Arts group In Certain Places hosted a day-long symposium looking at issues around Preston’s controversial bus station and the future of the city centre in general.
The event began at UCLan’s Darwin lecture theatre with a short welcome and introduction from In Certain Place’s Charles Quick.
Guest speakers for the morning session were writer and journalist Owen Hatherley and Leeds based architect Irena Bauman. They spoke at length about the possibilities and pitfalls of reinventing modernist architecture for the twenty first century. Both speakers answered questions from the audience dealing with local and national issues around the role of modernist architecture and its place in today’s society.
Following a lunch break, the group were taken on a bus trip through the city centre to the contentious sixties bus station. During a guided tour of the building, Charles Quick provided a running commentary full of facts and figures about the brutalist landmark. The bus station’s regular clientele seemed a little bemused by the sizable group of urban sightseers studying every architectural detail!
After a short walk to the former Post Office building on the Market Square, participants were invited to join in with a panel discussion chaired by Lancashire County Councillor Kevin Ellard. Joining him on the panel were Owen Hatherley and Irena Bauman, Councillor Tom Burns from Preston City Council and Christina Malathouni from The Twentieth Century Society.
Much of the discussion centred on the bus station’s future and how the building could be best remodelled to improve its image and make it fit for today’s requirements. Numerous suggestions from the audience included pedestrianising the Tithebarn bus apron and halving the number of bus bays, to installing roof gardens and relocating the indoor market to the site. Everybody present seemed to agree that, if the bus station is to remain, we need to think about and agree on its future development.

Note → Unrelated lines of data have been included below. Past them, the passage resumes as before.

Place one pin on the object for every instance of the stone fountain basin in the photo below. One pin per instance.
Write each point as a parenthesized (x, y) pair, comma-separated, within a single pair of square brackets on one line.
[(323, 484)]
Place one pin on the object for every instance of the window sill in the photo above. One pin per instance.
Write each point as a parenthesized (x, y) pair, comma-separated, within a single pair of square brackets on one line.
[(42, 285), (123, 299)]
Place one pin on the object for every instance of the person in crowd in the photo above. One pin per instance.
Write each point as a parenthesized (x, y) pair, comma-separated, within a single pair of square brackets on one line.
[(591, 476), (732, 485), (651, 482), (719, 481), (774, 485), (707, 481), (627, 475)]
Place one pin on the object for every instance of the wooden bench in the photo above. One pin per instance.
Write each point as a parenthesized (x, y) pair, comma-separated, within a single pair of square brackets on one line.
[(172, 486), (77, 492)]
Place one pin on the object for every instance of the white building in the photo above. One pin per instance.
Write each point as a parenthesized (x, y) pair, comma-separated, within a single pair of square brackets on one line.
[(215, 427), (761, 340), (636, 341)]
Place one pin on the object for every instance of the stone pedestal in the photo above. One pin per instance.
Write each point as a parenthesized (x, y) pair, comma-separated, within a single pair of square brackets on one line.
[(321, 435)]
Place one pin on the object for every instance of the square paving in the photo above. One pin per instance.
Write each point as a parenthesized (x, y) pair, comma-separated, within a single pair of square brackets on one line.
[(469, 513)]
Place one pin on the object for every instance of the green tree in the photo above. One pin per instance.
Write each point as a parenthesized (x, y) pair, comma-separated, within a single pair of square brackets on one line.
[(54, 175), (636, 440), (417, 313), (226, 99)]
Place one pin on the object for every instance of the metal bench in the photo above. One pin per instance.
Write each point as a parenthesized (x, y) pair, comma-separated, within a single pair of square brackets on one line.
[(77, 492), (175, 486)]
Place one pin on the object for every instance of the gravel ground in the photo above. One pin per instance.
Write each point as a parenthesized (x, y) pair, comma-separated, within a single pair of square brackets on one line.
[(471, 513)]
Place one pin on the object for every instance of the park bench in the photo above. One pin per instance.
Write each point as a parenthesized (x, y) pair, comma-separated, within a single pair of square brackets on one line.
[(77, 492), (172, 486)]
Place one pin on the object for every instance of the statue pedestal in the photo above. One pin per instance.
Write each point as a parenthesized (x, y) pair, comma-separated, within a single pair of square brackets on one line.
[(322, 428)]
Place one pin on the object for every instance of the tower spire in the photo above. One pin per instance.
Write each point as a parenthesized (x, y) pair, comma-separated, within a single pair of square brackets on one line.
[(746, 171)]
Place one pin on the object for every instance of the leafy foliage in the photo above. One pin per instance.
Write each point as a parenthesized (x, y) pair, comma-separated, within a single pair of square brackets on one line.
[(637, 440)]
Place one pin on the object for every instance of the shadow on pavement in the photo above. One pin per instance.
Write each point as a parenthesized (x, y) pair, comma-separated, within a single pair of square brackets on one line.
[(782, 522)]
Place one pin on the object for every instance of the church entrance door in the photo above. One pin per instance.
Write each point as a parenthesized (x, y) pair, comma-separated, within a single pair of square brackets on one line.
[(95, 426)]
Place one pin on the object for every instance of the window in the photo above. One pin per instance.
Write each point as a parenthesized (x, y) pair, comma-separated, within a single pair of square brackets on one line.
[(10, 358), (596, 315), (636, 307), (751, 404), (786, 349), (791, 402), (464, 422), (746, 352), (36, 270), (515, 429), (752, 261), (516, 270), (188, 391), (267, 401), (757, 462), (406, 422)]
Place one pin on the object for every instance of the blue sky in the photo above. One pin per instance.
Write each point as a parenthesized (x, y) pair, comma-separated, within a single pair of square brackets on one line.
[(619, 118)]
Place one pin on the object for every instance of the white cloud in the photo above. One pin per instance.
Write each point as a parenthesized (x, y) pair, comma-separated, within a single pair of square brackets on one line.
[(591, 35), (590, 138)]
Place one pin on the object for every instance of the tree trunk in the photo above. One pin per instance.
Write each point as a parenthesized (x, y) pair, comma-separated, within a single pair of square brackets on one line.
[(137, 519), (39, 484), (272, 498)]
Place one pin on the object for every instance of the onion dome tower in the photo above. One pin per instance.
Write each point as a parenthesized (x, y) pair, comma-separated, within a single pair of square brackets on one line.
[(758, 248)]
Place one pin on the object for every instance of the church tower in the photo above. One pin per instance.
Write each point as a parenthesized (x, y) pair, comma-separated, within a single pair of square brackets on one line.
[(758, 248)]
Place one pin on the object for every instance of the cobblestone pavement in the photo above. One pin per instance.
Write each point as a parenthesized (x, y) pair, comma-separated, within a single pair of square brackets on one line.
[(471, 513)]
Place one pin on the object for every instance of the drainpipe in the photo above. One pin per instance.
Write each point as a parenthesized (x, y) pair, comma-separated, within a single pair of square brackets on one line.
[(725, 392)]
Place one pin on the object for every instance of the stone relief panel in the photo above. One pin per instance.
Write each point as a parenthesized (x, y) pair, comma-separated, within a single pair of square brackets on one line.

The day’s proceedings were ended with a preview of an exhibition of artworks inspired by Preston bus station and local modernist architecture. The day’s events certainly fuelled some discussion, and the city’s most controversial building continues to be the subject of much heated deliberation. Love it or loathe it, the brutalist icon’s future is an issue that looms large on the Preston skyline and the debate over its eventual survival or demise is set to rumble on.